Fear conditioning, in which a previously neutral stimulus turns into a conditioned stimulus (CS) through pairings with an aversive stimulus, forms a memory trace in the amygdala. Memory activation produces behavioral and autonomic fear reactions, such as skin conductance responses (SCRs) frequently used to measure fear learning. Studies in animals and anxiety patients demonstrate that extinction weakens, but does not erase, fear memories. In rodents and humans alike, extinction attenuates conditioned fear expression through prefrontal inhibition. Fear can return after stress, be renewed when altering the environmental context, or reoccur with the passage of time

By activating memories and disrupting their reconsolidation, through protein synthesis blockade local in the amygdala or through systemic administration of β-adrenergic receptor antagonists, fear memories are inhibited. Fear memory reconsolidation can also be disrupted behaviorally.

In humans, extinction performed within the reconsolidation interval also inhibited fear, whereas extinction training performed outside of the reconsolidation interval spared the memory and fear returned. In animals, the neural functions enabling fear memory formation and reconsolidation are located in the amygdala. In humans, lesion and brain imaging studies confirm that the amygdala is a key area for fear memory encoding.

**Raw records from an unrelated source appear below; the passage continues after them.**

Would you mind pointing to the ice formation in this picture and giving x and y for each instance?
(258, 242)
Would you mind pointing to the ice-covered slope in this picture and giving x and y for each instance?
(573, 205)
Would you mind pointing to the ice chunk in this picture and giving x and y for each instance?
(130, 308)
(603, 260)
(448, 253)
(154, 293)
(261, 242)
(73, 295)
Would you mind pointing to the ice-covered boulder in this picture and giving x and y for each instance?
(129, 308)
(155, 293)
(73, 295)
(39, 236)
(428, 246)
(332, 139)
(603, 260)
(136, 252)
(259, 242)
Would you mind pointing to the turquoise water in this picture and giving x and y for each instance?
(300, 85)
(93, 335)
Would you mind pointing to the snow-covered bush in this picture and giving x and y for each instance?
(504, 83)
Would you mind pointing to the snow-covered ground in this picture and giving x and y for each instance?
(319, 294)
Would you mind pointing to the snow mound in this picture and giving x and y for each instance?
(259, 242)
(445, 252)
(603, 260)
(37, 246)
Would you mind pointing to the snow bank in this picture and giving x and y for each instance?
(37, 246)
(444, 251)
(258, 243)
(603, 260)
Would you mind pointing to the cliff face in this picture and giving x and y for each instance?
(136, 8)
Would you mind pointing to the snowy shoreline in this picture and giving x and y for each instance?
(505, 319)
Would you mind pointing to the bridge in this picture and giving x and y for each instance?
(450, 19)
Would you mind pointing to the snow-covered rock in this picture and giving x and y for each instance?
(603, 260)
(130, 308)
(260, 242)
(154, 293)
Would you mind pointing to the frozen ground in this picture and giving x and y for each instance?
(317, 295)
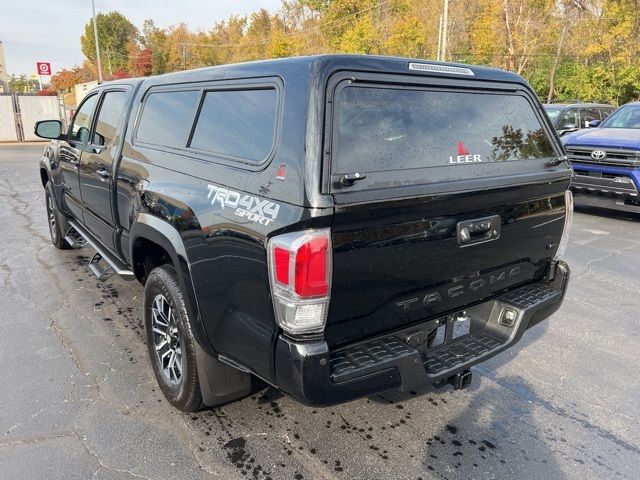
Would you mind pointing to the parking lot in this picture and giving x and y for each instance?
(79, 399)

Finally, we evaluated if activation of the fear memory in the amygdala was linked to activity in other nodes of the fear network by calculating the covariation between memory-associated amygdala activity and activity in the remaining network. Our amygdala seed of interest correlated strongly with activity bilaterally in the insula, hippocampus, and the midline anterior cingulate cortex and significantly more so in the 6 hours than in the 10 min group. No clusters showed a better correlation with the amygdala seed in the 10 min group. This suggests that the amygdala could be the primary site of memory plasticity, but also influence reconsolidation by affecting other regions of the fear network. The amygdala could thus play a modulatory, rather than a solitary, role in human fear reconsolidation processes.

In summary, whereas the amygdala memory representation after activation and undisrupted reconsolidation predicted return of fear and was functionally coupled to other nodes of the brain’s fear network, disruption of reconsolidation significantly weakened the amygdala memory and its coupling, rendering it unrelated to both recall and return of fear. We conclude that extinction training initiated during reconsolidation abolishes fear expression by erasing a memory trace in the amygdala. Reactivated fear memories are sensitive to behavioral disruption, and the amygdala proves to be a key neurobiological substrate for this process also in humans. This mechanism holds great clinical promise in anxiety treatment in order to dissociate fear from cognitive memory.